The change was challenged in 1976 by a congressional candidate who contended that he had been defeated by a candidate who spent on his campaign a sum enormously more than the plaintiff could spend. He contended that the Congress had imposed an unconstitutional money qualification upon election to federal office.
In one of the more notorious and deplorable decisions in the history of the Supreme Court, it ruled that all money spent on advertising in a political campaign is constitutionally protected free speech (Buckley v. Valeo, 1976).
Since then, the United States has been in a dizzying downward spin in the effective purchase of public office by candidates with the most wealthy supporters, usually business corporations. A perverse effect of the ruling, possibly unrecognized by the court, is that this indirectly required all candidates to adopt pro-business positions, or at least positions sufficiently inoffensive to business that they did not become the object of targeted campaigns to silence them.
On Wednesday September 9, the Supreme Court began hearing arguments on the legitimacy of any restriction on direct electoral spending by business corporations.
Since 1908, business corporations have been prohibited from spending on federal elections. Unions have been banned from doing so since 1947. States have banned corporate campaign spending since the late 19th century. Today corporations and unions contribute indirectly through political action committees, limited in what can be contributed.
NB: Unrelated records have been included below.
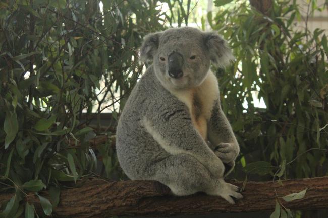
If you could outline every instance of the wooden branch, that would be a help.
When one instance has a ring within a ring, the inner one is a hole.
[[[242,182],[232,182],[241,187]],[[204,194],[177,197],[168,187],[151,181],[108,182],[88,180],[80,186],[62,190],[60,202],[53,211],[54,217],[101,218],[111,216],[172,216],[178,215],[204,214],[218,212],[251,212],[274,210],[276,193],[281,197],[298,193],[307,188],[304,197],[286,202],[278,198],[289,209],[316,209],[328,207],[328,177],[290,179],[283,185],[272,182],[247,182],[243,192],[244,199],[229,204],[220,197]],[[47,197],[44,192],[41,195]],[[10,194],[0,195],[0,204],[8,200]],[[25,200],[41,211],[38,199],[34,194]]]

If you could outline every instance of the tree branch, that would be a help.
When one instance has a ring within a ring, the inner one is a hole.
[[[232,182],[241,187],[242,182]],[[235,205],[220,197],[205,194],[177,197],[166,186],[151,181],[108,182],[89,180],[80,187],[62,190],[60,202],[52,212],[54,217],[101,218],[111,216],[172,216],[204,214],[218,212],[252,212],[273,210],[276,204],[276,187],[278,197],[298,193],[307,188],[303,198],[286,202],[278,198],[289,209],[316,209],[328,205],[328,177],[283,181],[283,185],[272,182],[248,182],[243,192],[244,199]],[[41,195],[48,196],[47,192]],[[0,195],[0,204],[13,194]],[[33,194],[25,200],[41,210],[38,198]]]

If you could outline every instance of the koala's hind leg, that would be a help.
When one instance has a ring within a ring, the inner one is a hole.
[[[239,188],[225,182],[223,179],[212,178],[209,171],[195,158],[185,154],[172,155],[151,167],[155,174],[150,179],[169,186],[176,195],[183,196],[202,191],[221,196],[231,203],[231,196],[242,198]]]

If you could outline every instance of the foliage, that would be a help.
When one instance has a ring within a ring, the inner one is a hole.
[[[220,7],[229,2],[215,3]],[[217,73],[223,107],[241,145],[239,165],[246,173],[244,183],[248,174],[274,182],[278,177],[281,183],[281,177],[328,173],[327,36],[323,30],[311,33],[306,24],[299,26],[326,6],[308,2],[305,15],[295,0],[272,1],[268,15],[248,1],[221,9],[214,18],[208,15],[211,27],[229,40],[236,59],[226,72]],[[256,107],[256,99],[265,107]],[[282,199],[300,199],[306,191]],[[276,194],[270,217],[294,217],[280,198]]]
[[[0,2],[0,191],[15,193],[1,218],[34,217],[34,205],[23,200],[29,193],[50,214],[61,187],[94,174],[92,112],[111,109],[117,115],[142,72],[142,37],[163,23],[188,25],[199,4],[162,1],[167,13],[154,0],[102,1],[103,10],[100,2]],[[237,170],[279,182],[326,175],[327,36],[296,24],[302,15],[295,1],[274,2],[268,16],[248,1],[214,2],[218,13],[209,13],[208,23],[236,58],[226,71],[215,70],[241,146]],[[310,13],[322,9],[310,2]],[[204,18],[201,23],[204,29]],[[255,107],[254,96],[265,108]],[[111,143],[96,149],[108,175],[117,166]],[[48,199],[39,193],[46,188]],[[272,217],[291,217],[280,197]]]
[[[217,72],[223,107],[241,146],[240,164],[256,160],[278,166],[285,161],[281,176],[326,175],[327,36],[322,30],[312,33],[298,26],[302,15],[296,1],[274,1],[269,16],[248,1],[239,3],[208,18],[236,59],[225,73]],[[308,6],[310,12],[322,9]],[[254,96],[265,108],[255,106]]]
[[[33,217],[34,206],[22,200],[45,188],[49,199],[38,197],[49,215],[60,184],[71,186],[96,168],[88,143],[95,134],[87,126],[92,108],[123,107],[142,68],[141,39],[162,29],[155,1],[102,1],[102,11],[100,2],[0,2],[0,190],[16,193],[1,217],[24,208]],[[99,148],[106,172],[115,161],[110,149],[110,142]]]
If corporations now were licensed to make direct payment from corporate funds to influence elections, the country would become a wholly-owned subsidiary of American business. (Editor's emphasis throughout) The government would no longer be able to act disinterestedly. In the circumstances, there would appear to be no possibility that legislation to reverse the effects of such a ruling could succeed.
I do not know whether this is something the majority of citizens wish to see happen. Probably, in these difficult times, the majority do not even know that it is happening. They will discover it later.